McCall, however, understands that until “the perception of public education and other state social services change” her job will not. “Then people will band together for the common goal of elevating these necessary resources to the status of respect they deserve. The public has to demand that they receive the time, funding, and resources they require. We need to prioritize education, not just offer it lip-service. Until enough people decide that this is worth making a fuss over, those that are in power have no reason to listen to our hurt, pleas, and fears to make any changes. This will keep happening. It will not get better like this.”
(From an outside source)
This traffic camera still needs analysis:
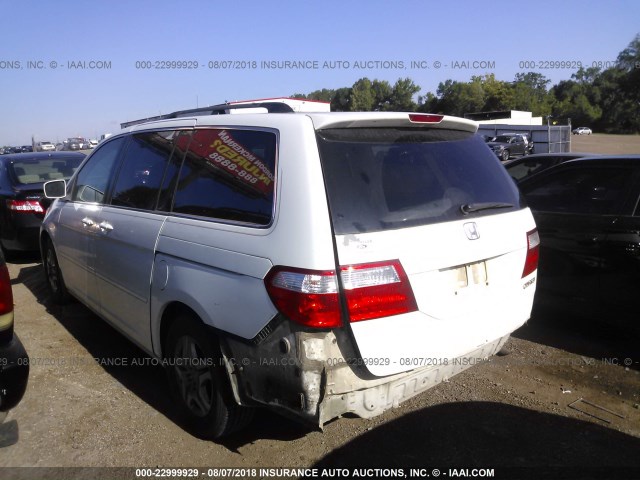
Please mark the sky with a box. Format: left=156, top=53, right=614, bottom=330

And that’s exactly what’s motivating thousands of South Carolina teachers (along with parents and supporters) to march tomorrow, May 1, at the Statehouse in Columbia for both better pay and working conditions. After their demands toward lawmakers fell on deaf ears, missing a day of school to march for their own rights seems like the only chance they have at being heard.
McCall tells Yahoo she would like folks to stop just talking about wanting the best for teachers — and actually take action. “I hope that people stop saying that education is important and that teachers deserve better and that our students deserve better and they actually start proving it,” she says.
“Stop saying that education is important and actually make it important. At this point, we’re just crumbling.”